The rule, which takes effect next July, would affect less than half of the industry if it were applied today, and would require just 22 thrifts to raise $43 million in capital or reduce their rate risk in order to comply. Small, well-capitalized thrifts are exempted from the new Office of Thrift Supervision rule.
The other banking agencies have also been writing new regulations to incorporate rate risk in commercial bank capital standards, and hope to publish their regulations by September.
3,000 Banks Affected
The bank rules are expected to affect only 3,000 midsize banks holding about 10% of the industry's assets, and will not be effective before December 1994.
The rules for thrifts are more stringent than those for banks. OTS officials said that is because S&Ls inherently, have more interest rate risk because their portfolios include more fixed-rate, longer-term loans.
"We are not trying to tell them they, should not take any interest rate risk, because they have to -- it is part of their business," said John Robinson, OTS West Region director-designate. "But they have to control it."
Under the new rule, a thrift must prepare for a 2% shift in interest rates if it would decrease the market value of the thrift's assets by more than 2%, the threshold the OTS set as "normal" rate risk. A savings association's minimum risk-based capital requirement will go up by 50 cents for every $1 in losses the thrift would suffer above that threshold.

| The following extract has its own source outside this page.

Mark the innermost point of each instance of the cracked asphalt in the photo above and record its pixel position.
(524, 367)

Although the new regulations require thrifts to guard against rate risk by holding more capital, industrywide capital levels would not necessarily increase. The reason: Regulators plan to drop from 4% to 3% the amount of core capital thrifts must hold.
"What we are trying to measure is the change in the present value of the institution's portfolio," Mr. Robinson said. Now, well-capitalized thrifts must hold 4% core capital and 8% risk-based capital to guard against future losses.
To test thrifts' interest rate risk exposure now, the OTS requires most thrifts to fill out forms each quarter called consolidated maturity and rate schedules. The forms ask for 600 pieces of information about the thrift's assets and liabilities, and are sent to the OTS electronically.
Under the new rule, thrifts will fill out the same forms, and will get back analyses from the OTS about how the market value of their institution would change if interest rates dropped or rose by up to 4%, plotted out in 1% increments. Thrifts with above normal interest rate risk would have six months to set aside more capital or reduce their risk.
Thrifts with less than $300 million in assets that also hold at least 12% in risk-weighted capital would remain exempt from reporting the detailed financial information the rule relies on to determine rate risk.
If the rule were effective now, only 811 of the industry's 1,923 thrifts would be required to fill out the complicated forms.